In 2002, the Midway Village Museum (MVM) faced a crisis. Community focus groups viewed MVM less as Rockford’s history museum and more as a place that talked about Rockford’s Swedish community and elite industrialists. Rockford’s large Italian community even criticized MVM in print for not recognizing their part in the city’s history. In reality, many ethnic groups played a role in Rockford’s growth, and today the public schools serve students speaking 40 different languages. To increase its relevance to its community, MVM needed to become everyone’s museum.

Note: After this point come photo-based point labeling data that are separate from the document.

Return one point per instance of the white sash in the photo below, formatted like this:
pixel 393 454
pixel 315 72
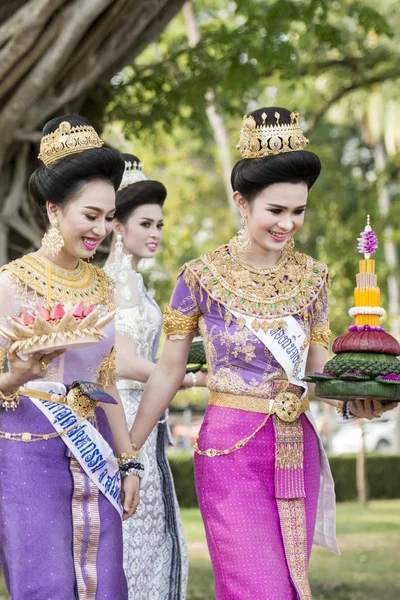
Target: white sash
pixel 88 446
pixel 286 347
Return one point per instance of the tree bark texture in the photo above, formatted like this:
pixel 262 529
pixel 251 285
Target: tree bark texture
pixel 52 53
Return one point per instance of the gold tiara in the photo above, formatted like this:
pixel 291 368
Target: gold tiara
pixel 257 141
pixel 67 140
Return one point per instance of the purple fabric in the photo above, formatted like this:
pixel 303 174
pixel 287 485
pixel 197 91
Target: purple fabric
pixel 236 496
pixel 36 487
pixel 237 492
pixel 237 360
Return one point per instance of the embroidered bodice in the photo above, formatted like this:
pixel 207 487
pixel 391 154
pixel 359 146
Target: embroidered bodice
pixel 138 317
pixel 24 285
pixel 141 322
pixel 212 293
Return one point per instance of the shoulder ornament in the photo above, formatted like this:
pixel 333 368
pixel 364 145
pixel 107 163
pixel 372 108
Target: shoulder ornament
pixel 287 288
pixel 87 282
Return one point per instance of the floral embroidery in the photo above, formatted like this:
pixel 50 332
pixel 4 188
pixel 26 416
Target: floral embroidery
pixel 107 373
pixel 176 325
pixel 321 335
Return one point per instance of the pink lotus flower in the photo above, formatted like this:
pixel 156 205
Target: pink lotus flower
pixel 57 312
pixel 43 312
pixel 26 319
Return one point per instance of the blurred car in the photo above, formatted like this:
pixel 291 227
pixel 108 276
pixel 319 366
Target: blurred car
pixel 380 435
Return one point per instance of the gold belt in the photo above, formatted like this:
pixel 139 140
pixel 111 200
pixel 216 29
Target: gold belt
pixel 286 406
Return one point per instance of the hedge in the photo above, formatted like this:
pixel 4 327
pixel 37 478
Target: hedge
pixel 383 474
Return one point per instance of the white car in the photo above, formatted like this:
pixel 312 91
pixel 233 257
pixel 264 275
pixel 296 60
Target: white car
pixel 380 435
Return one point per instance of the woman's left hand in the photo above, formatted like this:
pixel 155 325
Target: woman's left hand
pixel 370 408
pixel 130 495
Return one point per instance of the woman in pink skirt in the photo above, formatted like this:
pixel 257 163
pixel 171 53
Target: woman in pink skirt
pixel 263 481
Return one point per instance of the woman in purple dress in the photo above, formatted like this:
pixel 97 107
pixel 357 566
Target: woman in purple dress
pixel 262 477
pixel 60 509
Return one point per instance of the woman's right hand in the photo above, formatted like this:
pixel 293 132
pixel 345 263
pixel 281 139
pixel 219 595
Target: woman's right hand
pixel 20 371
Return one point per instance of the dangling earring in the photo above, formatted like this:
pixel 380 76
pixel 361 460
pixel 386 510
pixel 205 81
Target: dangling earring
pixel 289 246
pixel 243 240
pixel 53 241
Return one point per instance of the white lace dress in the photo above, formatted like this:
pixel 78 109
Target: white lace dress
pixel 155 552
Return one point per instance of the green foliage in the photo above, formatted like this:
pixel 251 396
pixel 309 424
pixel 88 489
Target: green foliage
pixel 383 475
pixel 304 54
pixel 243 44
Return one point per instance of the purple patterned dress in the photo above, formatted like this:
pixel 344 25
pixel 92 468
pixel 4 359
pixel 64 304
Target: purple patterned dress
pixel 60 538
pixel 262 500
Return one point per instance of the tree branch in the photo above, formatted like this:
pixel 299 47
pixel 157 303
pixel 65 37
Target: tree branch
pixel 28 33
pixel 347 89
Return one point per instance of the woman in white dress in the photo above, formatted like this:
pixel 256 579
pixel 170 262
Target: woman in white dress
pixel 155 553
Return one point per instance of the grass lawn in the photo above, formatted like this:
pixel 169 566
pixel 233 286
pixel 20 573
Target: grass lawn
pixel 368 568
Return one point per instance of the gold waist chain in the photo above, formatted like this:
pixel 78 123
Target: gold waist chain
pixel 81 404
pixel 286 406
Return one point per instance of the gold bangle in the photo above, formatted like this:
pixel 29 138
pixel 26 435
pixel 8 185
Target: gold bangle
pixel 125 456
pixel 339 407
pixel 135 450
pixel 10 400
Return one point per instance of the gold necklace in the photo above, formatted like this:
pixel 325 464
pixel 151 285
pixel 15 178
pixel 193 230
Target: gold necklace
pixel 34 437
pixel 85 282
pixel 287 288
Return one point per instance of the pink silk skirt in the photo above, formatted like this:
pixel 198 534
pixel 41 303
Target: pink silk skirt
pixel 259 543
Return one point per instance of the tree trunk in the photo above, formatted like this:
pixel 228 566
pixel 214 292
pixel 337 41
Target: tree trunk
pixel 214 114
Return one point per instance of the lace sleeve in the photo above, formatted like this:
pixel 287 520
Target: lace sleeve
pixel 181 315
pixel 107 374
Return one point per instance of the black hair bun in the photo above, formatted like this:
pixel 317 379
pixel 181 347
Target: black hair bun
pixel 137 194
pixel 251 175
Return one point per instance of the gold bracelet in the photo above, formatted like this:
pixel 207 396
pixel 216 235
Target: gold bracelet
pixel 10 400
pixel 125 456
pixel 339 407
pixel 135 450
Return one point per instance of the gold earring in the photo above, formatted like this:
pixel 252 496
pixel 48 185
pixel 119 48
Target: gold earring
pixel 289 246
pixel 53 241
pixel 243 240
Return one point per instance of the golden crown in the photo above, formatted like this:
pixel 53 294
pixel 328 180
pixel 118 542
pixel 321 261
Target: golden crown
pixel 257 141
pixel 132 174
pixel 67 140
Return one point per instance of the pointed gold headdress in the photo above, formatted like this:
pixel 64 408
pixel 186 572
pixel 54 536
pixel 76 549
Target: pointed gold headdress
pixel 132 174
pixel 66 140
pixel 257 141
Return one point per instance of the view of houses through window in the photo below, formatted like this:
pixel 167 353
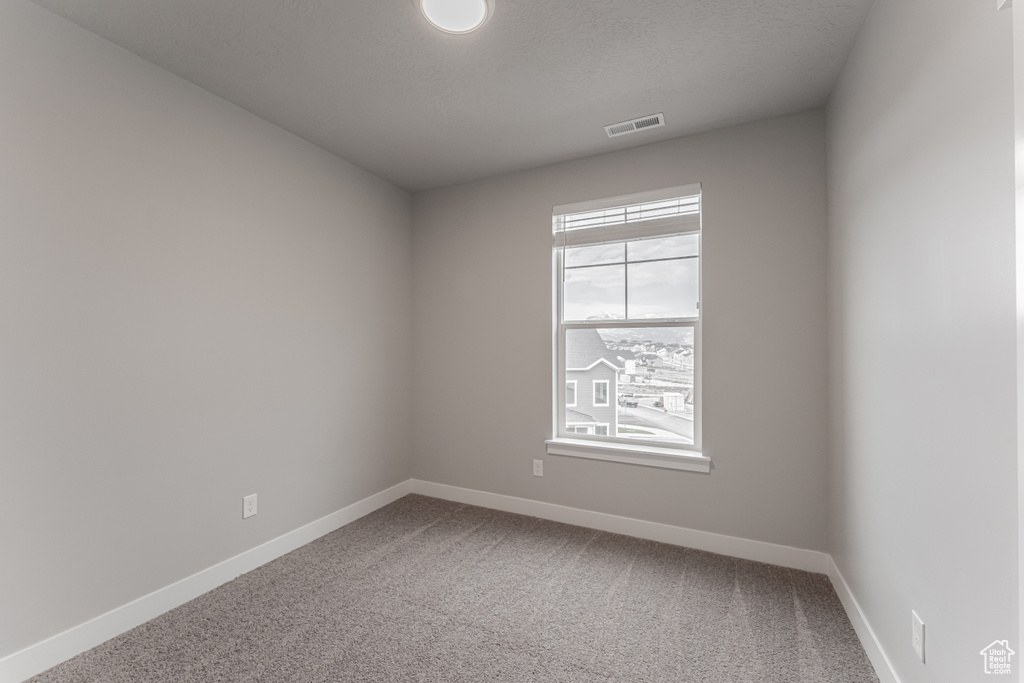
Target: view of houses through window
pixel 647 371
pixel 629 315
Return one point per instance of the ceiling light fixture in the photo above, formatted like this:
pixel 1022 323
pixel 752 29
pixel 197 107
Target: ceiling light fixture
pixel 457 15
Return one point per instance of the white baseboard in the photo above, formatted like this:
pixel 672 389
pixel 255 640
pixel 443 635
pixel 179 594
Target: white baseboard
pixel 883 667
pixel 796 558
pixel 42 655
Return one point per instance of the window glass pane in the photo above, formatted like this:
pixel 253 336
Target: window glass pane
pixel 597 293
pixel 649 375
pixel 679 245
pixel 664 289
pixel 595 255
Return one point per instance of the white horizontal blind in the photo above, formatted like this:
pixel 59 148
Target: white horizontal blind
pixel 677 211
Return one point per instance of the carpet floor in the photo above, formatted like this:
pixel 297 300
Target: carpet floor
pixel 428 590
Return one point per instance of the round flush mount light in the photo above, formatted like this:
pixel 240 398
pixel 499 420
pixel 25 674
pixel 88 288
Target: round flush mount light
pixel 457 15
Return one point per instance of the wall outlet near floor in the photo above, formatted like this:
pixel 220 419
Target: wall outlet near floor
pixel 918 635
pixel 249 506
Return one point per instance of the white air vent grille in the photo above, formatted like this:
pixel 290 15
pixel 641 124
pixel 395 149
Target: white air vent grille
pixel 626 127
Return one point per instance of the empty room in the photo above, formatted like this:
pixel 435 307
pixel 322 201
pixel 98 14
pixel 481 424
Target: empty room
pixel 510 340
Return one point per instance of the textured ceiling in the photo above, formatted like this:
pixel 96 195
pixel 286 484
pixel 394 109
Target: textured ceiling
pixel 371 81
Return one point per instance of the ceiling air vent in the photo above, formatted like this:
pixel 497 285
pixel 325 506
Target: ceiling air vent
pixel 625 127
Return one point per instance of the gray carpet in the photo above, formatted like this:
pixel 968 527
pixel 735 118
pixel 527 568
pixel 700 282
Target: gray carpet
pixel 426 590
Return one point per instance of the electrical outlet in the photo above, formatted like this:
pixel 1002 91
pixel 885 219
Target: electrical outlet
pixel 918 635
pixel 249 506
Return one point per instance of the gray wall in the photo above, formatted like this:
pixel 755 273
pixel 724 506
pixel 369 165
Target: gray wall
pixel 923 488
pixel 483 317
pixel 194 305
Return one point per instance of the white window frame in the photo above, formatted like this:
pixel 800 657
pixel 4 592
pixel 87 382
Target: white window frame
pixel 613 447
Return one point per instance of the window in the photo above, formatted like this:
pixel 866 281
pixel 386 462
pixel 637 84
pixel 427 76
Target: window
pixel 628 329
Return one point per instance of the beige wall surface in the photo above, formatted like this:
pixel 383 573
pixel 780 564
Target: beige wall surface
pixel 923 491
pixel 482 275
pixel 195 305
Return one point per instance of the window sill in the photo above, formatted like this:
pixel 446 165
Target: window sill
pixel 648 456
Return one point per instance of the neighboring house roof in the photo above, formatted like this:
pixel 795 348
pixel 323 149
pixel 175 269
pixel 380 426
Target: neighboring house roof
pixel 576 417
pixel 584 347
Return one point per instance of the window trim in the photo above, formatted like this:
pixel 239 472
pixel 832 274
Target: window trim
pixel 613 447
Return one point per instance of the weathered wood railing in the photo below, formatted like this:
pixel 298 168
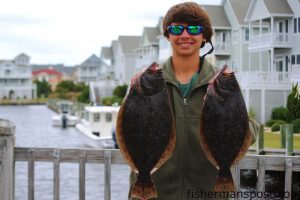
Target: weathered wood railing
pixel 10 154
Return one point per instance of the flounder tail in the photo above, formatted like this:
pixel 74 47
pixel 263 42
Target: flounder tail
pixel 225 181
pixel 143 188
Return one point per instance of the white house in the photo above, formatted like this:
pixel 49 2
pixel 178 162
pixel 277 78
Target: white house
pixel 89 70
pixel 124 63
pixel 147 52
pixel 16 78
pixel 276 46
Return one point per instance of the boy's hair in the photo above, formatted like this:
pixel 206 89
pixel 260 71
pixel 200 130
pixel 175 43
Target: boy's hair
pixel 190 13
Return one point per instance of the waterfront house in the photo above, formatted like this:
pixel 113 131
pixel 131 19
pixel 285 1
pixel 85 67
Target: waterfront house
pixel 68 72
pixel 277 49
pixel 125 58
pixel 52 76
pixel 89 70
pixel 147 52
pixel 107 71
pixel 15 78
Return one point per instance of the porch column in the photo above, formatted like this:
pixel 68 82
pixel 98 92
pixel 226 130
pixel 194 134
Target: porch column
pixel 7 144
pixel 263 105
pixel 260 52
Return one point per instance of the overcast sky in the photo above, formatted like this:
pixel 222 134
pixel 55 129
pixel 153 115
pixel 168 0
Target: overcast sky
pixel 69 31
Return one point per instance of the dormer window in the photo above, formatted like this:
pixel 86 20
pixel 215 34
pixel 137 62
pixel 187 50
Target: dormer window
pixel 7 72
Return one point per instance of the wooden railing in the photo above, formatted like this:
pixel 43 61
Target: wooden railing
pixel 9 154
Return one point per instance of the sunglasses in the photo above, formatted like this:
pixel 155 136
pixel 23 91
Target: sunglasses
pixel 178 29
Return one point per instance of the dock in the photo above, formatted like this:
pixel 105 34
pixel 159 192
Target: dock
pixel 9 154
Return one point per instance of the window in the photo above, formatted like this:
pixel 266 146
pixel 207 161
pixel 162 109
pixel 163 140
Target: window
pixel 246 38
pixel 235 35
pixel 293 59
pixel 108 117
pixel 286 63
pixel 298 24
pixel 96 117
pixel 280 27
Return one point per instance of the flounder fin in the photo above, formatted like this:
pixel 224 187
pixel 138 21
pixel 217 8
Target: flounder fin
pixel 121 141
pixel 143 190
pixel 225 183
pixel 168 151
pixel 206 149
pixel 245 147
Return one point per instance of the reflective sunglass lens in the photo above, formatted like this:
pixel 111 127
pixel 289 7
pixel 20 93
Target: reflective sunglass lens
pixel 176 30
pixel 194 30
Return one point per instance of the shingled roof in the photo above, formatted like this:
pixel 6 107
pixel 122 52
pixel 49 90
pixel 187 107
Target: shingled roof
pixel 278 7
pixel 152 33
pixel 218 17
pixel 106 52
pixel 129 43
pixel 240 8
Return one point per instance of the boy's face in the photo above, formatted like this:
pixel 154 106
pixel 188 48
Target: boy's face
pixel 185 44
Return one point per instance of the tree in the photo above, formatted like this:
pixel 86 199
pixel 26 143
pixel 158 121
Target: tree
pixel 43 88
pixel 293 103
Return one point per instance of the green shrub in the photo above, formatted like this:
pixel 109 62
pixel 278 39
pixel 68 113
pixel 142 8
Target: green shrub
pixel 273 121
pixel 276 125
pixel 296 125
pixel 280 113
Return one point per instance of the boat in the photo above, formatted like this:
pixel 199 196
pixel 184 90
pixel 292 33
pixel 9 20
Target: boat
pixel 98 125
pixel 64 117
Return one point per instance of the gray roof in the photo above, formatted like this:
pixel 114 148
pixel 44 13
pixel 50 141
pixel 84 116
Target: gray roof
pixel 217 16
pixel 106 53
pixel 129 43
pixel 22 55
pixel 92 60
pixel 278 7
pixel 240 8
pixel 58 67
pixel 152 33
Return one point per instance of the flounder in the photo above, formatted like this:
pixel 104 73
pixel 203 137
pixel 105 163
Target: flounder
pixel 224 127
pixel 146 128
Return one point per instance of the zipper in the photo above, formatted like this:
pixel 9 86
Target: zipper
pixel 183 152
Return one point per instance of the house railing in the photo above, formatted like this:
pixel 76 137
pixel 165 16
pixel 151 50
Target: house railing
pixel 265 78
pixel 222 48
pixel 267 39
pixel 9 154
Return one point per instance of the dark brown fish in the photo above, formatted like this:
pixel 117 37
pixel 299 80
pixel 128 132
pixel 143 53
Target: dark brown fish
pixel 224 132
pixel 146 129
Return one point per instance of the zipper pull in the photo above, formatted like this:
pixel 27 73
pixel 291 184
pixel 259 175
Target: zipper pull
pixel 184 102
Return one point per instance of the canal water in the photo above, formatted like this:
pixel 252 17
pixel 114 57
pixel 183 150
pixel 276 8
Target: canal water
pixel 34 129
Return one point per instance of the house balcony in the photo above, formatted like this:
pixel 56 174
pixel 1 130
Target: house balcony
pixel 16 76
pixel 222 49
pixel 269 40
pixel 296 74
pixel 279 80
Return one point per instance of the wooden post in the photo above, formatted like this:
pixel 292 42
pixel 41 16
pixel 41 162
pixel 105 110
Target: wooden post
pixel 260 140
pixel 7 144
pixel 282 136
pixel 289 139
pixel 107 175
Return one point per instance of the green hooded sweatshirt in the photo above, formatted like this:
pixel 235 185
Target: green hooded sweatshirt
pixel 187 174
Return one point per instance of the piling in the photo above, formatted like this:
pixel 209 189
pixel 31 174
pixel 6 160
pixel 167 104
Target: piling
pixel 7 144
pixel 288 129
pixel 260 140
pixel 282 136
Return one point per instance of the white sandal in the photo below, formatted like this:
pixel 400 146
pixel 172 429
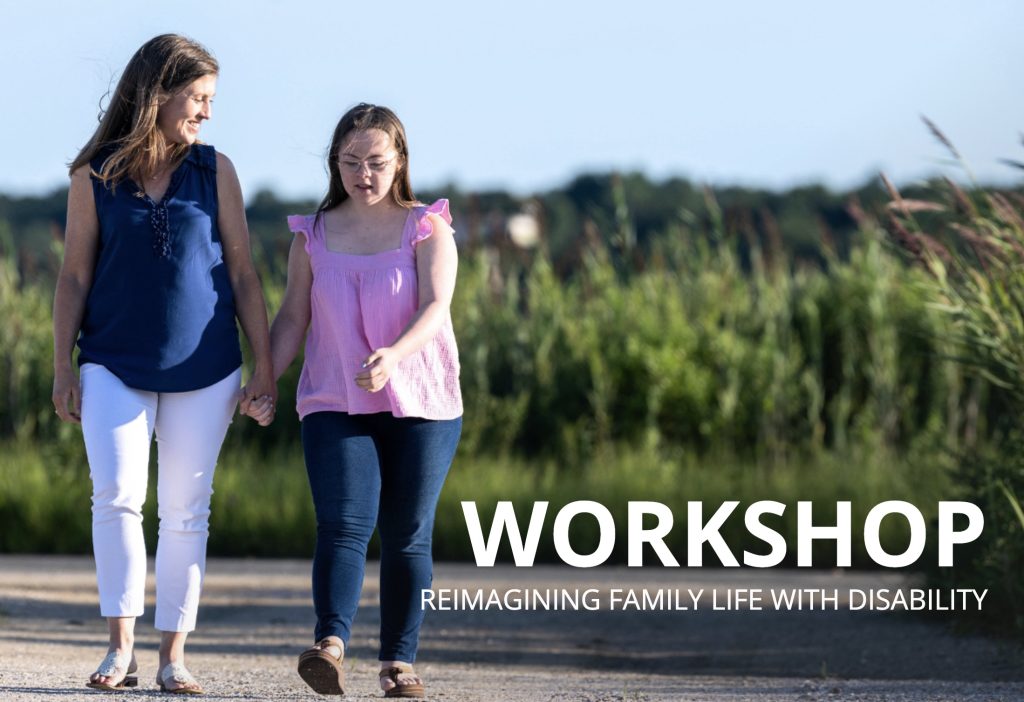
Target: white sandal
pixel 176 672
pixel 116 666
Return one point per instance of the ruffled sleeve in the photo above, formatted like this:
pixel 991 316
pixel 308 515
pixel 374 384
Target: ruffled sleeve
pixel 303 224
pixel 424 227
pixel 204 156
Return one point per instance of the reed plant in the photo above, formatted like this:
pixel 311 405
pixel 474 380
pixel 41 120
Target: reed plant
pixel 970 240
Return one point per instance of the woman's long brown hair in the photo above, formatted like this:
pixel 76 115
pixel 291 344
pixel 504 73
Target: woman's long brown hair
pixel 161 68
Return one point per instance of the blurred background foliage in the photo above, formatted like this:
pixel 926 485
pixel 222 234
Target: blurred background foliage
pixel 624 339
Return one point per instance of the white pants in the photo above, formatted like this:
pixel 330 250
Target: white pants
pixel 118 424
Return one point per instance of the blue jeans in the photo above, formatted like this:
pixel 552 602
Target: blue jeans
pixel 379 471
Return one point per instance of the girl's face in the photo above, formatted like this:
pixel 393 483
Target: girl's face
pixel 368 162
pixel 180 117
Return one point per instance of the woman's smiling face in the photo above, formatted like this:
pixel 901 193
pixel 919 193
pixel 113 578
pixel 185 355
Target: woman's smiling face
pixel 179 119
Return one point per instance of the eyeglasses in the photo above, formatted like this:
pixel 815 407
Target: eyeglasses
pixel 375 165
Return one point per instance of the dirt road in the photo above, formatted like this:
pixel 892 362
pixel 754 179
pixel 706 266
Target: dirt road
pixel 256 616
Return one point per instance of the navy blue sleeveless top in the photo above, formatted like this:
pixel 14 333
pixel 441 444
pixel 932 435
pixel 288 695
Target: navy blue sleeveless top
pixel 160 314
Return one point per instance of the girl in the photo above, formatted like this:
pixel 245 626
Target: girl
pixel 157 266
pixel 371 275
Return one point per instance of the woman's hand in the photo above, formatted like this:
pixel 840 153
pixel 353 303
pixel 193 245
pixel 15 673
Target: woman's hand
pixel 262 409
pixel 262 392
pixel 68 395
pixel 377 369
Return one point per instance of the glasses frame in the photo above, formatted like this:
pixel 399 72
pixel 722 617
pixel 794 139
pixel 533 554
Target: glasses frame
pixel 373 165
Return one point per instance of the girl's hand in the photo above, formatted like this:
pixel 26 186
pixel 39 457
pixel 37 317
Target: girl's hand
pixel 262 409
pixel 377 369
pixel 259 385
pixel 68 395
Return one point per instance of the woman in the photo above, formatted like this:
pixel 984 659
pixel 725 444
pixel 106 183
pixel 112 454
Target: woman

A new 6,000 square foot permanent exhibit, Many Faces, One Community, was built to explore the history of immigration to Rockford and the ethnic groups who have impacted the community’s growth. MVM asked elementary and middle school teachers for input. Teachers asked for immersive “time-travelling” experiences for their students and for content on how various ethnic groups have assimilated. MVM also partnered with a dozen local immigrant and refugee advocacy organizations, ethnic clubs, and museums. These partners not only served as community supporters of the project, they also helped recruit Rockford residents who were immigrants, or the children of immigrants, to tell their stories. MVM used the resulting 56 oral histories, representing immigrants from 25 countries, as the basis of the exhibit.
In 2012, phase one of the exhibit opened: a replica train depot and furniture factory. These immersive structures include sounds of passengers arriving and machines running. While discussing the struggles of arriving in a new country and assimilating, visitors get their hands on history. They spin the wheel of fate as they arrive at the depot, pack a trunk to see what they could take with them as they emigrated, and listen to oral history excerpts. In the factory visitors assemble door panels, or submit an employment application and learn of work discrimination of past eras (non-Swedes need not apply). In July 2014, the second phase opened: an immigrant home and ethnic commercial district. Visitors meet families of different cultural backgrounds in the rooms of the house. The stores of the commercial streets share immigrant stories while providing areas for MVM to display artifacts. A citizenship test, smell station, iPad slideshows, and a photo opportunity invite visitors to interact with each other and the exhibit.
MVM’s interpretive past focused on a narrow and elitist version of history, but with Many Faces, One Community, the museum serves Rockford’s multi-cultural population and offers many ethnic groups inclusion in Rockford’s story. The museum has even planned (through iPad slideshows and changing exhibit cases) for inclusion of new groups arriving in the future. This exhibit truly revolutionized the museum and how it interacts with its growing and changing community.